Human rights worldwide: EU must act to halt persecution and protect migrants
- Promote and defend freedom of belief
- Empower International Criminal Court should prosecute ISIS/Daesh fighters
- Counter migrants’ rights violations and human trafficking
The EU must do more to counter persecution based on religion, say MEPs in a resolution on the state of human rights worldwide in 2016, voted on Wednesday.
It should step up its efforts to safeguard freedom of thought and belief and promote inter-religious dialogue with third countries, say MEPs. They want ISIS/Daesh fighters to be prosecuted for the systematic killing of Christians, Yazidis and other religious minorities, which Parliament has described as genocide. They ask the UN Security Council to give the International Criminal Court (ICC), the powers to prosecute them.
Halt migrants’ rights violations and human trafficking
Parliament urges the EU to address human rights violations that migrants, refugees and asylum seekers face in EU and non-EU countries, as the victims of conflict, poverty, smuggling networks and trafficking in human beings.
To this end, it advocates resettlement and family reunification schemes and the use of humanitarian corridors. It also urges the EU and its member states to discourage all forms of exploitation that lead to trafficking.
Free speech online
MEPs also note that private companies’ decisions on what content to take off the web are based on their terms of service rather than democratically approved laws. They call on the EU Commission to propose a directive to make takedown procedures more transparent.

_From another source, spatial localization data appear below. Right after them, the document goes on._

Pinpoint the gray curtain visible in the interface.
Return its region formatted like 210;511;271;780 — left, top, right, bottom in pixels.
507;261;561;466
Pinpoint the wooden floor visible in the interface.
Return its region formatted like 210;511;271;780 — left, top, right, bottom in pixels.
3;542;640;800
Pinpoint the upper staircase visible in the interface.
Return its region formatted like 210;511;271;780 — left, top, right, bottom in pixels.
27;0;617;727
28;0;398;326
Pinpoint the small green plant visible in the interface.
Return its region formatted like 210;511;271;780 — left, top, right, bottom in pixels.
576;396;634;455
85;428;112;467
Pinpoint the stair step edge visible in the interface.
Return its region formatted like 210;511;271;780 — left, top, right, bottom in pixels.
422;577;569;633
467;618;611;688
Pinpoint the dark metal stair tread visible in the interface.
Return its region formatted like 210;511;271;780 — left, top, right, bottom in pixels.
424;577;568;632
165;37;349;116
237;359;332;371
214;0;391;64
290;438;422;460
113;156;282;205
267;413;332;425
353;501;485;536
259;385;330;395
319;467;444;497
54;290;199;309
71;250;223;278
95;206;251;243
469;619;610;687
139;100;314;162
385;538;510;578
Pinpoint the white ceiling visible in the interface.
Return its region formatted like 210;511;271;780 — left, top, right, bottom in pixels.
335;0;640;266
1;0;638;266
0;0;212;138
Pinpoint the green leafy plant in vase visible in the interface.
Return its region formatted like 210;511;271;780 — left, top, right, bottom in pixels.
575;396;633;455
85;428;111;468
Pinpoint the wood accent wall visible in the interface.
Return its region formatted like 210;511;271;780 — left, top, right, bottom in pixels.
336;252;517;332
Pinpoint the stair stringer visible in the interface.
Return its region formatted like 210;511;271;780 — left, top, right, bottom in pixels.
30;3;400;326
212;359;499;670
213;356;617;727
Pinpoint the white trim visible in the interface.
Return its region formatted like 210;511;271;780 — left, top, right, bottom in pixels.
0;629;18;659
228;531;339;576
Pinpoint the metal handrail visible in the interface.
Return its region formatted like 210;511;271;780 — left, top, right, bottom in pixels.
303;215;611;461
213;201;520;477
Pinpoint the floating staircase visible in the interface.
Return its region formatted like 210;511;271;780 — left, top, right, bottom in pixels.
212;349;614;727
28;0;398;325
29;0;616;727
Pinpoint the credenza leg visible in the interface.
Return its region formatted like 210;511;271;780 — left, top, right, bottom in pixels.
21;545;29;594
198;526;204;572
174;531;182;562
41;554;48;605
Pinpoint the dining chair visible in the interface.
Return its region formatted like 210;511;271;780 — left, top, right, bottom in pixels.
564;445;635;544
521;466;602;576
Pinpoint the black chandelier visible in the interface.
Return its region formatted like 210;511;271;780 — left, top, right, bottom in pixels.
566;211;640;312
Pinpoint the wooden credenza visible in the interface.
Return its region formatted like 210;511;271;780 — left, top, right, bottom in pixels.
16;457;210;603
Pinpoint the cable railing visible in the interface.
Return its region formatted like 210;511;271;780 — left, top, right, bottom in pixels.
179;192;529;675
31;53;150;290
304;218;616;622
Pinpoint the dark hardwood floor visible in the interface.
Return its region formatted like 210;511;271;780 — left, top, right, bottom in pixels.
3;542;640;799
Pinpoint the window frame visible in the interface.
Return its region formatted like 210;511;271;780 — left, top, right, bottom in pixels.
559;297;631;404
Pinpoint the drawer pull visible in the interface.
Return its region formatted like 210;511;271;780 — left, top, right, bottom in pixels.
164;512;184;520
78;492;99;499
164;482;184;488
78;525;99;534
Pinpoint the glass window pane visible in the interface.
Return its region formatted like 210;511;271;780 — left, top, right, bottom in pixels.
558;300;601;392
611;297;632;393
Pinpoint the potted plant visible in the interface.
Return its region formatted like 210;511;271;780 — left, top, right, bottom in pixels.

Human rights clauses in all international agreements
Parliament advocates systematically including human rights clauses in the EU’s agreements with third countries, including those on trade and investment. The Commission should report regularly on partner countries’ respect for human rights, and EU companies operating in third countries should play a leading role in promoting international standards on business and human rights, it adds.
The resolution was passed by 443 votes to 95, with 84 abstentions.